No que diz respeito às gravações de diálogos mantidos pelo ex-presidente da República Luiz Inácio Lula da Silva e diversas pessoas, verifica-se que as interceptações, medida de natureza invasiva e de caráter excepcional, foram muito, mais muito além dos limites legais. Não se pode olvidar que como qualquer cidadão o ex-presidente goza da presunção de inocência.
Salienta-se, ainda, que o escritório Teixeira, Martins & Advogados, que defende o ex-presidente Luiz Inácio Lula da Silva, também sofreu com interceptações indevidas, inclusive de conversa entre Cristiano Zanin Martins, advogado do ex-presidente Lula, com o seu cliente Luiz Inácio Lula da Silva.
Não é demais destacar que a Declaração Universal dos Direitos Humanos proclama que: “Ninguém sofrerá intromissões arbitrárias na sua vida privada, na sua família, no seu domicílio ou na sua correspondência, nem ataques à sua honra e reputação. Contra tais intromissões ou ataques toda a pessoa tem direito a proteção da lei” (art. 12) e de igual modo a Constituição da República (art. 5º, X).
4- Conclusão:
É lamentável que em nome da perversa lógica de que “os fins justificam os meios” a afamada Operação “Lava Jato” atropele direitos e garantias fundamentais insculpidos na Constituição da República e em documentos internacionais, tais como o Pacto de Direitos Políticos e Civis, adotado pela ONU.
Ao aclamar o Estado Democrático de Direito que tem como postulado o respeito à dignidade da pessoa humana a Constituição da República consagra os princípios do contraditório, da ampla defesa, da presunção de inocência, do devido processo legal entre outros, não pode, portanto, ser atropelada pela fúria punitiva e pelo combate cego a corrupção. Qualquer que seja a operação e sua finalidade, é imprescindível que os limites ao poder punitivo impostos pela lei e pelo próprio Estado Constitucional não sejam ultrapassados.

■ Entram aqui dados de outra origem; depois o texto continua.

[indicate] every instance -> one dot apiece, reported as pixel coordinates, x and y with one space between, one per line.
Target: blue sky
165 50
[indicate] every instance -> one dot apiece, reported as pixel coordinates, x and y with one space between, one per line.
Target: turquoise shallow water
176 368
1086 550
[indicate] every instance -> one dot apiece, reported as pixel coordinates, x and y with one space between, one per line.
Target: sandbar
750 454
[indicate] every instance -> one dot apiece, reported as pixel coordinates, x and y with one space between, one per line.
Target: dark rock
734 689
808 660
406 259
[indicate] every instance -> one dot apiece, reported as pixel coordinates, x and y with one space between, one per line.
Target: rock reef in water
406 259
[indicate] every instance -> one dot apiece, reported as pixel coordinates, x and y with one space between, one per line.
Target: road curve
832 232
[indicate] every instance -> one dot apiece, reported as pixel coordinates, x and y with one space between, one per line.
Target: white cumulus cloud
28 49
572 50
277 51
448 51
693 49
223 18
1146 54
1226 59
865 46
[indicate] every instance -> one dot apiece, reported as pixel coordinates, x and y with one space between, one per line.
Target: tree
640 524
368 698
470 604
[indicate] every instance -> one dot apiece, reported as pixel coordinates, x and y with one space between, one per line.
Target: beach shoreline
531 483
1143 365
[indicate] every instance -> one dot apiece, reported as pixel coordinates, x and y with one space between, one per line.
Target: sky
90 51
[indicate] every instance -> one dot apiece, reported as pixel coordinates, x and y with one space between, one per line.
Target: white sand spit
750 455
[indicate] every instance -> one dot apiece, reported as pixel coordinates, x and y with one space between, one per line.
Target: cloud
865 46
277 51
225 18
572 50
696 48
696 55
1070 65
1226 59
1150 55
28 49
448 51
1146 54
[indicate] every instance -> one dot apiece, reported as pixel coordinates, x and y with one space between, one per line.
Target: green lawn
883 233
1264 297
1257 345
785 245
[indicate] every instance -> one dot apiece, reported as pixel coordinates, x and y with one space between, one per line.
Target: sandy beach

Por fim, quando o próprio Estado brasileiro afronta o seu inarredável compromisso como os direitos humanos, só resta recorrer as instâncias internacionais para que seja, afinal, assegurado uma justiça imparcial e que proteja o ser humano contra a violência e o poder punitivo estatal.
Notas e Referências
[1] PRADO, Geraldo. “Entre a imparcialidade e os poderes de instrução no caso Lava Jato: para além da iniciativa probatória do juiz”. In: Revista Brasileira de Ciências Criminais. São Paulo: Revista dos Tribunais, ano 24, nº 122, agostos, 2016.
[2] PRADO, Geraldo. Entre a imparcialidade e os poderes de instrução no caso Lava Jato... op. cit.
[3] COUTINHO, Jacinto Nelson de Miranda. O papel do novo juiz no processo penal. In: COUTINHO, Jacinto Nelson de Miranda (Org.). Crítica à teoria geral do direito processual penal. Rio de Janeiro: Renovar, 2001.
[4] FERRAJOLI, Luigi. Direito e razão: teoria do garantismo penal. Trad. Ana Paula Zomer Sica. São Paulo: Revista dos Tribunais, 2014.
[5] PRADO, Geraldo Op. cit. p. 129.
[6] BADARÓ, Gustavo Henrique. Processo penal. 4ª ed. rev. atual e ampl. São Paulo: Revista dos Tribunais, 2016.p. 44.
[7] Cf. BADARÓ, op. cit. p. 45.
[8] Art. 260. Se o acusado não atender à intimação para o interrogatório, reconhecimento ou qualquer outro ato que, sem ele, não possa ser realizado, a autoridade poderá mandar conduzi-lo à sua presença.
Parágrafo único. O mandado conterá, além da ordem de condução, os requisitos mencionados no art. 352, no que Ihe for aplicável.